Written for and first published in the Invalid's Hymn Book, 1836, in 6 stanzas of 4 lines, and headed with the text, "Him that cometh unto Me, I will in no wise cast out." During the same year it also appeared in Miss Elliott's Hours of Sorrow Cheered and Comforted, with the additional stanza, "Just as I am, of that free love," &c. Service of confession and forgiveness in response to preaching for the Lord's Supper in evangelistic services as a hymn of invitation. Widely translated, this hymn has brought consolation to millions. The Psalter Hymnal prints the four most common stanzas.

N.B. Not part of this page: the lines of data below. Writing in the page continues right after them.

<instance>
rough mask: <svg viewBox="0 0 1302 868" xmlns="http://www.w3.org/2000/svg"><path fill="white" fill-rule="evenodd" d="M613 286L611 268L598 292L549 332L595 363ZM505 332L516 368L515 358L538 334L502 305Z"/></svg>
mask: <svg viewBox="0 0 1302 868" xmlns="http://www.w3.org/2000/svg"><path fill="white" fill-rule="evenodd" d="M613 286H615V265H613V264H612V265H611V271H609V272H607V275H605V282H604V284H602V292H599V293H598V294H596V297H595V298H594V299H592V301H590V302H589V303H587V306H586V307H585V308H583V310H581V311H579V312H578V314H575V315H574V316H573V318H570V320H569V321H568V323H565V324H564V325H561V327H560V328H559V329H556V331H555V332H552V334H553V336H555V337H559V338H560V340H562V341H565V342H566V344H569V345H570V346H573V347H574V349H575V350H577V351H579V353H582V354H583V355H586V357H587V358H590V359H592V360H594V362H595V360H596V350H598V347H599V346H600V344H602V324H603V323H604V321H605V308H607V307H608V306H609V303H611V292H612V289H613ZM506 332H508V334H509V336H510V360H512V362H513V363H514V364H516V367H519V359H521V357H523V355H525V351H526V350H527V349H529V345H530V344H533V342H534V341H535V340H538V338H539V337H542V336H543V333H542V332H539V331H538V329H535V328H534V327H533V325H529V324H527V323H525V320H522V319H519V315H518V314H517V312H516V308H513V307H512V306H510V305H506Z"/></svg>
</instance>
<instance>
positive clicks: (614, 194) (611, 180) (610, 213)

She added a seventh stanza that same year, when the hymn was also published in her Hours of Sorrow Cheered and Comforted (1836). “Just as I Am" was first published in the 1836 edition of Invalid's Hymn Book with the subheading "Him that cometh unto me I will in no wise cast out" (John 6:37). Many of her hymns reflect her chronic pain and illness but also reveal that faith gave her perseverance and hope. Hymn writing provided a way for Elliot to cope with her pain and depression – she wrote approximately 150 hymns, which were published in her Invalid's Hymn Book (several editions, 1834-1854), Hymns for a Week (1839), and Thoughts in Verse on Sacred Subjects (1869). He answered, "Come to him just as you are." Thinking back on that experience twelve years later, in 1834, she wrote “Just as I Am" as a statement of her faith.

Flute notes for drag me down how to#
Cesar Malan ( PHH 288) that she did not know how to come to Christ. Within a year she went through a spiritual crisis and confessed to the Swiss evangelist Henri A. Brighton, East Sussex, England, 1871) suffered a serious illness that left her a semi-invalid for the rest of her life.